Un accident nucléaire à Fessenheim aurait des conséquences plus que dramatiques. Elle est située à l’aplomb de la plus grande nappe phréatique de France, d’une capacité de 35 milliards de mètres cubes sur sa partie alsacienne, qui se prolonge en Allemagne. Et, pour corser le tout, elle est également à l’aplomb de la vallée du Rhin qui, entre Bâle et Rotterdam, est la région la plus peuplée, active, industrielle de l’Europe. Cela signifie qu’en cas d’accident avec fusion partielle du cœur, une fois la dalle percée, le Rhin serait contaminé, jusqu’à Rotterdam. Un accident nucléaire grave y serait une catastrophe dramatique pour toute l’Europe, un coup de poignard qui anéantirait la vie dans cette région pendant plus de 300 ans.
Arrêter Fessenheim est, pour moi, une application du principe de précaution, tant évoqué, qui relève d’un devoir moral vis-à-vis des habitants de l’Europe.

Voir aussi

Alors pourquoi jouer avec le feu ? Pourquoi continuer à expérimenter en prolongeant sa durée de vie alors qu’elle pourrait si bien servir pour expérimenter une mise à l’arrêt.

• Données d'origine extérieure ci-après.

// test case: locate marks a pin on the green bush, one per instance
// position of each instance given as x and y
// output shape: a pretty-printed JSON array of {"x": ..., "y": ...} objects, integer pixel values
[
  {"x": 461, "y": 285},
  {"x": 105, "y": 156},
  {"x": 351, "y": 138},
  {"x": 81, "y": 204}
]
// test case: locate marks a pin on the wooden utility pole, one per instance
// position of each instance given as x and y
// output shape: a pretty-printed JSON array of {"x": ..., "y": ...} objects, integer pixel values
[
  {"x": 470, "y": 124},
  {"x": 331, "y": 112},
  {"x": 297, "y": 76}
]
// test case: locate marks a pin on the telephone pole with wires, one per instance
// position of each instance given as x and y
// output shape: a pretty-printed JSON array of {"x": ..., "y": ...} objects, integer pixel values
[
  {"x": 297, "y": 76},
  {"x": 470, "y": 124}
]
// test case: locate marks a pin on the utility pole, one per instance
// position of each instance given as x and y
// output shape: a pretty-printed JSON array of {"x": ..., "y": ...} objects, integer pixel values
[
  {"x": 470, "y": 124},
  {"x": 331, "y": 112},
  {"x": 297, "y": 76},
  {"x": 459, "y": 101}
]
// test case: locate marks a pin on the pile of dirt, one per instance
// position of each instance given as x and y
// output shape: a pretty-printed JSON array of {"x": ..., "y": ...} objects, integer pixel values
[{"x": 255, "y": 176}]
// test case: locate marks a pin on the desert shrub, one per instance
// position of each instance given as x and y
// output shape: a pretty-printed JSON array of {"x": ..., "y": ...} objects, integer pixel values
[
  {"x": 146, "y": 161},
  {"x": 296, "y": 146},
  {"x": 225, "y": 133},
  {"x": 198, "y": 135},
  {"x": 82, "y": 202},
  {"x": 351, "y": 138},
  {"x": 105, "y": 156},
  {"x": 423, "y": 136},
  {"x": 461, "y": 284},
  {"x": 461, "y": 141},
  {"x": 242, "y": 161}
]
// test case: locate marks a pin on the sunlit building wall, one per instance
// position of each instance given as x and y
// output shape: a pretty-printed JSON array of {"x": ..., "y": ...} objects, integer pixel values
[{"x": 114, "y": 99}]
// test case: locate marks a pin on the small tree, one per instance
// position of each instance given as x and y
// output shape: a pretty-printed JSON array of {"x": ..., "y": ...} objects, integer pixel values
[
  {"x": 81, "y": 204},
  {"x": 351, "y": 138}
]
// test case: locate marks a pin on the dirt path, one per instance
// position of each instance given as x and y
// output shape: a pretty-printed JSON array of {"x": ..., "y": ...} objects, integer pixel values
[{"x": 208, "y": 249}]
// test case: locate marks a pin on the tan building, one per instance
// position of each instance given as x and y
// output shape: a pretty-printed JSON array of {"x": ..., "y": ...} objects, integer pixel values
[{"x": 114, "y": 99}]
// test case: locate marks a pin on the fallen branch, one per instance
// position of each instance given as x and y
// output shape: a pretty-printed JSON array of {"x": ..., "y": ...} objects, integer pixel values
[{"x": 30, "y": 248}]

S’il faut bien sûr là aussi se préoccuper du sort des salariés directs les moins menacés et indirects les plus menacés sans compter bien sûr les problèmes posés aux villages alentour qui vivent de la manne nucléaire, il n’est pas acceptable de mettre le risque nucléaire comme alternative à la préservation des emplois.